Thirdly, the Applicants have sought that upon grant of leave aforesaid, the same should operate as a stay to bar the 2nd – 7th Respondents from tabling the Report and/or receiving the Report aforesaid. During the hearing, I asked Mr. Mungai to explain the basis for that prayer and elsewhere above his answer is recorded. I am however not satisfied that the prayer for stay is justified. I say so, with respect, because Section 48(4) of the TJR Act provides as follows;
“The Minister shall table the report in Parliament within twenty one days after its publication.”
In doing the above, the Minister (in this case, the 2nd Respondent) is merely performing messengerial services. He neither seeks the adoption of the Report neither does he seek any specific action by Parliament. Similarly, all other Respondents have no specific role as regards the contents of the Report. In fact, in Section 50 of the Act, the role of the National Assembly is limited to receiving periodic reports of the implementation of the Report and ensuring that any non-implementation is also reported to it, with reasons thereof. What harm will the tabling of the Report cause the Applicants and why should Parliament be stopped from performing its Statutory function?
In any event, it is completely unclear to me why the other Respondents, save the 1st Respondent, have been enjoined in these proceedings when in fact the real issue in contest is the Report of the 1st Respondent in which they played no role in crafting.
More fundamentally also, is the fact that judicial review looks to the process as opposed to the merits of a decision or action.
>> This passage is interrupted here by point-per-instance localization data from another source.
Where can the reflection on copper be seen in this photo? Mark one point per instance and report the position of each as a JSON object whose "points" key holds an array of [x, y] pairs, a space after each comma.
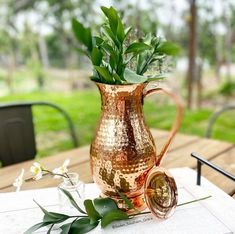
{"points": [[161, 192]]}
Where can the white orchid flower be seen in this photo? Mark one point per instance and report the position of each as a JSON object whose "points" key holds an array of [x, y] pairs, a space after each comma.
{"points": [[36, 169], [61, 170], [19, 181]]}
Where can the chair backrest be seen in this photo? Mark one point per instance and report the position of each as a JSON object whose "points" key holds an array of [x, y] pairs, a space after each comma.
{"points": [[17, 136], [214, 117], [17, 140]]}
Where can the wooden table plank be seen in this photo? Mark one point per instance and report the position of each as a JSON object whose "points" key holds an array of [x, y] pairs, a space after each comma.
{"points": [[227, 162], [178, 156]]}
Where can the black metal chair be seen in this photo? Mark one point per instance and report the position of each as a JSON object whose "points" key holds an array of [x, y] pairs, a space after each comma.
{"points": [[17, 135]]}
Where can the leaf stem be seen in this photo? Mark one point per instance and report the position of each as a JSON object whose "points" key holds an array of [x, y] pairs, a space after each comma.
{"points": [[181, 204]]}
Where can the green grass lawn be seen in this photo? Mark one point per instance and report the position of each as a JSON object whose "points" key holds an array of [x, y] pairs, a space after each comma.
{"points": [[84, 109]]}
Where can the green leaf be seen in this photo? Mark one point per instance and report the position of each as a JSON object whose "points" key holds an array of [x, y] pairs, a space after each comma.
{"points": [[112, 16], [120, 31], [72, 201], [103, 71], [133, 78], [96, 56], [36, 227], [66, 227], [137, 47], [126, 200], [82, 225], [117, 78], [98, 40], [82, 34], [91, 211], [50, 229], [113, 216], [104, 205], [109, 34], [168, 48], [127, 31]]}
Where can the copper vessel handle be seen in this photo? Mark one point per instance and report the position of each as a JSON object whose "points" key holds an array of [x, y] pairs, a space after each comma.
{"points": [[176, 123]]}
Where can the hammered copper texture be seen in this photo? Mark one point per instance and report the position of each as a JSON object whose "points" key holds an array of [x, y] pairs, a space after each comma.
{"points": [[123, 150]]}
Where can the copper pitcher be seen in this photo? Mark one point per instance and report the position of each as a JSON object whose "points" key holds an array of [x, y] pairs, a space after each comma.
{"points": [[123, 150]]}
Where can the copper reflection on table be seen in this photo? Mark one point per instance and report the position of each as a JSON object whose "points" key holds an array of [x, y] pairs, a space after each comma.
{"points": [[160, 192]]}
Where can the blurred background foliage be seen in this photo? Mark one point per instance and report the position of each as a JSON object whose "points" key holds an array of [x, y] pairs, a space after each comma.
{"points": [[39, 61]]}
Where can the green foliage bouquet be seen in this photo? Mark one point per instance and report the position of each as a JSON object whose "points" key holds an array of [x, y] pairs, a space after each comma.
{"points": [[114, 60]]}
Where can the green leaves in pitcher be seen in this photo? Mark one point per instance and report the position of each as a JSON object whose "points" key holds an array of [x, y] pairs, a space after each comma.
{"points": [[113, 61]]}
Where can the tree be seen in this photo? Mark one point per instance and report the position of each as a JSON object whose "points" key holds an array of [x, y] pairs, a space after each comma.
{"points": [[191, 51]]}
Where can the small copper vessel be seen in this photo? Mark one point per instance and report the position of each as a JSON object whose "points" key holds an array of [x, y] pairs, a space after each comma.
{"points": [[123, 150]]}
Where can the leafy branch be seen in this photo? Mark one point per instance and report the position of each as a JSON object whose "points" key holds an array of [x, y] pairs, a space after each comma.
{"points": [[100, 210], [111, 58]]}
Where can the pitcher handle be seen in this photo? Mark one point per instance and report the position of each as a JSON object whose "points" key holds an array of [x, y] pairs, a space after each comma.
{"points": [[176, 123]]}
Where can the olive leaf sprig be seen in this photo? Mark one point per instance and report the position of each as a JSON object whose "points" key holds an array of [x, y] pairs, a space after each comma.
{"points": [[100, 210], [112, 58]]}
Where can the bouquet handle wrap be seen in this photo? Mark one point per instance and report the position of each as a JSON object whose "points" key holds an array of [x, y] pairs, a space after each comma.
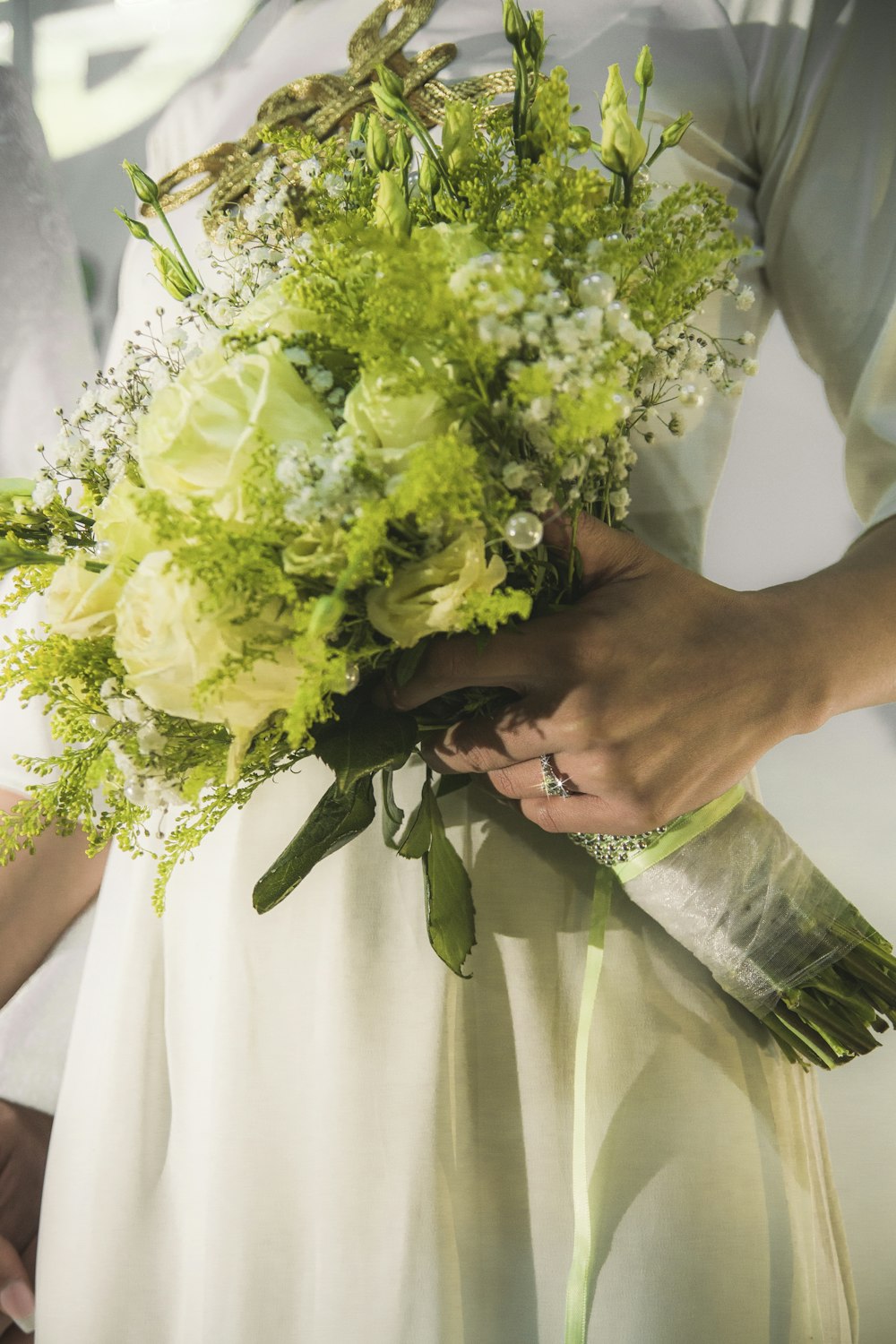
{"points": [[747, 902]]}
In this case, not one act of commission or omission has been alleged against the 2nd – 7th Respondents and even later in the judicial review proceedings, I am not certain that they are to be faulted for any action(s) leading to the finalisation of the Report under attack. I say so guardedly and conscience of my role at this stage of the proceedings.
Lastly, it must be understood that our Constitution is specific in creating boundaries between the organs of Government. The Judiciary should be alert of that fact and should particularly be careful not to usurp the role of Parliament even as it checks the excesses of the Executive by use of the powerful tools of judicial review - see Trusted Society of Human Rights Alliance vs Attorney General [2012] eKLR.
I am therefore not satisfied that the order of stay is warranted and in the end, I shall order as follows;
i) Leave is granted in terms of prayers 2(a), (b), (c), (d) and (e) of the Chamber Summons dated 7th June 2013.
ii) Prayer 3 of that Chamber Summons seeking orders of stay is dismissed.
iii) the substantive Notice of Motion seeking judicial review orders shall be filed within 7 days of todays date.
iv) Costs shall abide the outcome of the judicial review proceedings.
Orders accordingly.
DATED, DELIVERED AND SIGNED AT NAIROBI THIS 11TH DAY OF JUNE, 2013
ISAAC LENAOLA
JUDGE
In the presence of:
Irene – Court clerk
No appearance for Applicant
Mr. Gatonye for 1st Respondent
Mr. Mwendwa for 3rd, 4th 5th, 6th and 7th Respondent
Mr. Moimbo holding brief for Mr. Bitta for 2nd Respondent
Order
Ruling duly read.
Copies of the Ruling to supplied to parties.